Soon, I owed the devil only 10, or even five kilometres. These numbers felt possible. Perhaps I was an athletic Adonis after all. Never mind that I’d just been passed by a woman who was conservatively somewhere between 30 and 40 years older than me. She was probably a modern-day Hermes or something. Not my problem. Between moments of pain and regret, I began to feel this strange little thing I’ve coined “happiness”. There were bits of this experience that I had to begrudgingly admit were enjoyable. It was nice to see a city I’ve lived in for decades from an entirely new perspective. There was something rebellious about running down the middle of a highway in broad daylight (between clearly marked cones, on a route organised years in advance, under police watch, and with all proper permits, you know – rebellion!).

‘Ooh, look at Murakami over here. He’s penning a novel with his thick thighs slowly trudging along the harbour.’

The final kilometres were a walk in the park. I mean this purely literally. They were a hellish stumble through the botanical gardens. But somewhere in those grounds a beautiful transformation occurred, where suddenly it felt as if this race would not be something that killed me but rather something that would change me. I was no longer an outsider in a foreign community of weirdos. I was one of the weirdos! I’d become part of the shuffling horde.

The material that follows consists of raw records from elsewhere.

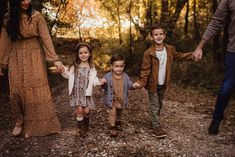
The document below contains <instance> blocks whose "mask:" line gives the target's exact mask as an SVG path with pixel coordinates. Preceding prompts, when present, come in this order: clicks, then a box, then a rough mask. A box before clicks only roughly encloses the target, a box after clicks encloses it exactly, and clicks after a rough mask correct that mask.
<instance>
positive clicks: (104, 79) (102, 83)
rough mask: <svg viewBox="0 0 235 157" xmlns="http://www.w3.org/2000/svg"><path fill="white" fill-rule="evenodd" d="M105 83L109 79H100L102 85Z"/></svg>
mask: <svg viewBox="0 0 235 157" xmlns="http://www.w3.org/2000/svg"><path fill="white" fill-rule="evenodd" d="M105 83H107V81H106V80H105V79H104V78H102V79H100V85H101V86H102V85H104V84H105Z"/></svg>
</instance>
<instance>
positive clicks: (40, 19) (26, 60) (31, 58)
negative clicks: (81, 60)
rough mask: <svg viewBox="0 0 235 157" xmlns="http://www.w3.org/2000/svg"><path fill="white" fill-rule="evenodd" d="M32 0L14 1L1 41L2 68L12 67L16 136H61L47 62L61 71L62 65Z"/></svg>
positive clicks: (12, 84) (1, 30)
mask: <svg viewBox="0 0 235 157" xmlns="http://www.w3.org/2000/svg"><path fill="white" fill-rule="evenodd" d="M29 2H30V0H10V2H9V4H10V8H9V9H10V10H9V13H7V14H6V15H5V17H4V24H3V27H2V30H1V38H0V75H1V74H2V72H1V67H3V66H4V65H8V70H9V74H8V75H9V85H10V103H11V107H12V113H13V116H14V119H15V128H14V129H13V132H12V134H13V136H18V135H20V134H21V133H22V132H23V133H24V135H25V137H26V138H27V137H30V136H44V135H48V134H52V133H58V132H59V131H60V130H61V126H60V123H59V120H58V117H57V116H56V113H55V108H54V104H53V99H52V96H51V92H50V89H49V86H48V78H47V71H46V64H45V61H46V59H47V60H49V61H52V62H54V64H55V66H56V67H57V69H58V70H62V63H61V62H60V61H59V58H58V56H57V55H56V53H55V51H54V47H53V44H52V41H51V37H50V34H49V32H48V28H47V24H46V22H45V19H44V17H43V16H42V14H41V13H39V12H37V11H35V10H33V9H32V7H31V5H30V4H29Z"/></svg>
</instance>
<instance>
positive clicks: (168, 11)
mask: <svg viewBox="0 0 235 157" xmlns="http://www.w3.org/2000/svg"><path fill="white" fill-rule="evenodd" d="M168 17H169V10H168V0H162V8H161V18H160V23H161V24H162V25H163V26H164V27H166V26H167V25H168V22H169V18H168Z"/></svg>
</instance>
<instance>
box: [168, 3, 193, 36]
mask: <svg viewBox="0 0 235 157" xmlns="http://www.w3.org/2000/svg"><path fill="white" fill-rule="evenodd" d="M188 1H189V0H177V4H176V9H175V12H174V14H173V16H172V17H171V19H170V23H169V27H168V36H169V38H172V35H173V30H174V29H175V27H176V23H177V21H178V19H179V16H180V13H181V11H182V9H183V7H184V6H185V4H186V3H187V2H188Z"/></svg>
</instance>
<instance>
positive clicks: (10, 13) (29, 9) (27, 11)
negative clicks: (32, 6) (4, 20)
mask: <svg viewBox="0 0 235 157" xmlns="http://www.w3.org/2000/svg"><path fill="white" fill-rule="evenodd" d="M21 1H22V0H10V2H9V9H10V12H9V13H10V18H9V21H8V23H7V33H8V35H9V37H10V39H11V41H14V42H15V41H17V39H18V38H19V36H21V37H22V35H21V34H20V18H21V13H22V9H21ZM32 12H33V9H32V6H31V5H29V7H28V9H27V10H26V14H27V15H28V19H29V21H30V22H31V20H32Z"/></svg>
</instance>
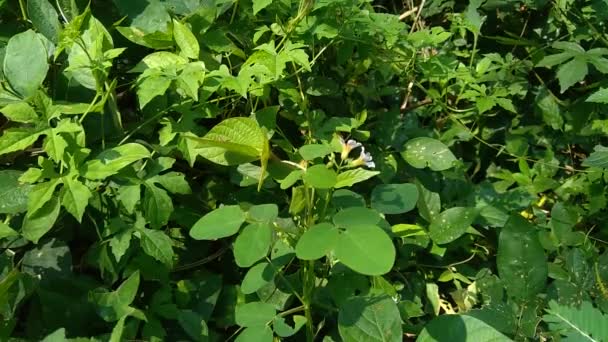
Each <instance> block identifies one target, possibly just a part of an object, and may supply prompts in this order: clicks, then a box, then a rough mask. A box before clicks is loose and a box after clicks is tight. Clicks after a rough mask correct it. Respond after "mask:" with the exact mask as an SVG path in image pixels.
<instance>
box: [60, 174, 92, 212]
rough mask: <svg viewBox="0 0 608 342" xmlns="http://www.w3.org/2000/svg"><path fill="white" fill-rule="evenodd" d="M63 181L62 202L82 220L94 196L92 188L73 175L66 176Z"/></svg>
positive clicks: (63, 204) (69, 211) (72, 211)
mask: <svg viewBox="0 0 608 342" xmlns="http://www.w3.org/2000/svg"><path fill="white" fill-rule="evenodd" d="M63 182H64V183H63V189H61V191H62V196H61V204H62V205H63V206H64V207H65V209H66V210H67V211H68V212H69V213H70V214H72V216H74V218H75V219H76V220H78V222H82V215H83V214H84V210H85V209H86V207H87V205H88V204H89V198H91V196H92V194H91V190H89V188H88V187H87V186H86V185H84V184H82V183H81V182H79V181H78V180H77V179H75V178H72V177H65V178H64V179H63Z"/></svg>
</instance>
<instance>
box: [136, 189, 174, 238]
mask: <svg viewBox="0 0 608 342" xmlns="http://www.w3.org/2000/svg"><path fill="white" fill-rule="evenodd" d="M145 185H146V186H145V190H144V198H143V201H142V206H143V209H144V215H145V217H146V218H147V219H148V221H149V222H150V226H151V227H152V228H160V227H162V226H164V225H166V224H167V223H168V222H169V218H170V217H171V213H173V202H172V201H171V197H169V195H168V194H167V192H166V191H165V190H163V189H160V188H158V187H157V186H154V185H152V184H148V183H146V184H145Z"/></svg>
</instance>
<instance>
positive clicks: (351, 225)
mask: <svg viewBox="0 0 608 342" xmlns="http://www.w3.org/2000/svg"><path fill="white" fill-rule="evenodd" d="M333 221H334V224H335V225H336V226H337V227H340V228H348V227H350V226H356V225H361V224H363V225H372V226H375V225H378V224H379V223H380V221H382V216H380V213H378V212H377V211H375V210H374V209H369V208H365V207H351V208H345V209H344V210H340V211H339V212H337V213H336V214H335V215H334V217H333Z"/></svg>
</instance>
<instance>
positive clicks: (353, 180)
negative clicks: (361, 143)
mask: <svg viewBox="0 0 608 342" xmlns="http://www.w3.org/2000/svg"><path fill="white" fill-rule="evenodd" d="M379 174H380V172H379V171H370V170H366V169H363V168H357V169H352V170H347V171H344V172H340V173H339V174H338V178H337V182H336V185H335V186H334V187H335V188H336V189H337V188H344V187H350V186H353V185H355V184H357V183H360V182H363V181H366V180H368V179H370V178H372V177H374V176H376V175H379Z"/></svg>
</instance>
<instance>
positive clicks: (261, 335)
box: [235, 326, 273, 342]
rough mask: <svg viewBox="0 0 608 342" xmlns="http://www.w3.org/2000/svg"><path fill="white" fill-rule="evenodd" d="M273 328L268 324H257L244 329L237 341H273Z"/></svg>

Here’s something that doctors won’t tell you: it turns out training and preparation pays off. Slowly I realised that not only could I do this, I was actually going to do it. More than that, it was mostly done. I began feeling something in my chest that I immediately diagnosed as a massive heart attack but later re-categorised as pride(!?). As I crossed that finish line, I felt the urge to let out a primal scream. Luckily for myself and the people around me, I didn’t have the energy for anything of the sort and instead just shuffled over the line. I’d finished the half-marathon. I’d shown what you could half-achieve when you set half your mind to it.

Now, the park has been transformed into a scene from Saving Private Ryan. Bodies strewn everywhere, groans of pain, the nursing of wounds. But somehow, it was beautiful. It was the most positive atmosphere I’d ever felt. Everyone was so proud of themselves, of their friends and family. They were celebrating a great achievement. I spoke with a few of the participants, one who had an eight-month-old at home and somehow wasn’t constantly tired enough, another who used the event as a milestone of injury recovery.

Their smiling faces, friendly attitude and burning sense of accomplishment filled my heart with joy as I knew, once and for all, that I would rather die than ever, ever do this again. Oh my God, I cannot move. What the hell? Oh my God.